Allegretti: We know that the highest efficacy is achieved when the material is delivered to the right colon. The literature shows that the overall C. diff cure rate is about 93% if you deliver the material to the right colon. The most common way to do that is with a full colonoscopy.

Also, in general, if you do a lower GI delivery as opposed to an upper endoscopy or NG tube where you’re delivering the material to the stomach or to the upper small bowel, the efficacy rates are higher. So, where you deliver the material does matter. They all work but lower GI delivery works better.

Regarding capsule delivery, the older formulation capsules were more of an upper GI delivery, meaning they opened higher up in the GI tract, and so you’d lose a bit of efficacy with those. With some of the older data you see around a 70% or 75% efficacy rate with older versions of capsules. Newer versions of capsules are coming down the line with directed colonic release and we’re presenting some of that data at DDW later this year. These new capsules have shown almost equivalent efficacy to colonoscopy. These are promising, because wouldn’t it be great if we could avoid doing a procedure and bowel prep?
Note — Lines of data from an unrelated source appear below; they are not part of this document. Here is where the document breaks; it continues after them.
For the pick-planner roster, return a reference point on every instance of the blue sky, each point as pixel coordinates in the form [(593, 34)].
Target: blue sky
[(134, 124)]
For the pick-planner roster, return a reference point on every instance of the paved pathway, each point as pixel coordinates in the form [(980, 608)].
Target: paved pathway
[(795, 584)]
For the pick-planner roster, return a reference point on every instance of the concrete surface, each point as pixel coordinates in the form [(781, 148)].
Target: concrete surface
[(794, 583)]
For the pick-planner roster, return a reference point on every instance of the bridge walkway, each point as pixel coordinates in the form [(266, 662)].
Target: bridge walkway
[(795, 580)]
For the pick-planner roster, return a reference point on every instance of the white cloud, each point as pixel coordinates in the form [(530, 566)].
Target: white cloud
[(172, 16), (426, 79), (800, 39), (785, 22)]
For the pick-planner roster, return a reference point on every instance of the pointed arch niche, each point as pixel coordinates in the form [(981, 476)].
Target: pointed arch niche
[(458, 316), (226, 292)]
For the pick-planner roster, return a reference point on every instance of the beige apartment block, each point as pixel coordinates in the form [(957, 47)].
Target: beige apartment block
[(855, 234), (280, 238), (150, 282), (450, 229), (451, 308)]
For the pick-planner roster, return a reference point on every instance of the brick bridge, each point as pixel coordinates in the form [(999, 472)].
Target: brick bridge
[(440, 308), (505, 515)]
I think capsules are the future, partly because for a lot of chronic diseases and in clinical trials you’re not doing a single transplant like you do with C. diff. What we’re learning is that in other chronic diseases like IBD, one FMT does not seem to be enough; you really need to do multiple therapies, whether it’s weekly or daily dosing, we don’t really know yet. We just know that more is better, and when you’re talking about patient quality of life, you can’t be asking patients to get a colonoscopy every week. Even doing an enema that frequently is not ideal, so if we can do capsule dosing, that will improve patient outcomes and QOL. Capsules will make it easier to do better research and will also be much easier on the patient.

Healio: What is the rationale for the use of FMT in autoimmune conditions, and in what conditions beyond C. diff does it show the most potential?

Allegretti: There’s been a lot of mostly cross-sectional research looking at microbial differences between patients with a certain disease compared to healthy controls, and we are starting to see a lot of differences, and every disease is different. My work focuses on IBD, but even in subsets within IBD, for example primary sclerosing cholangitis, we see these very distinct microbial signatures that are very different from healthy controls.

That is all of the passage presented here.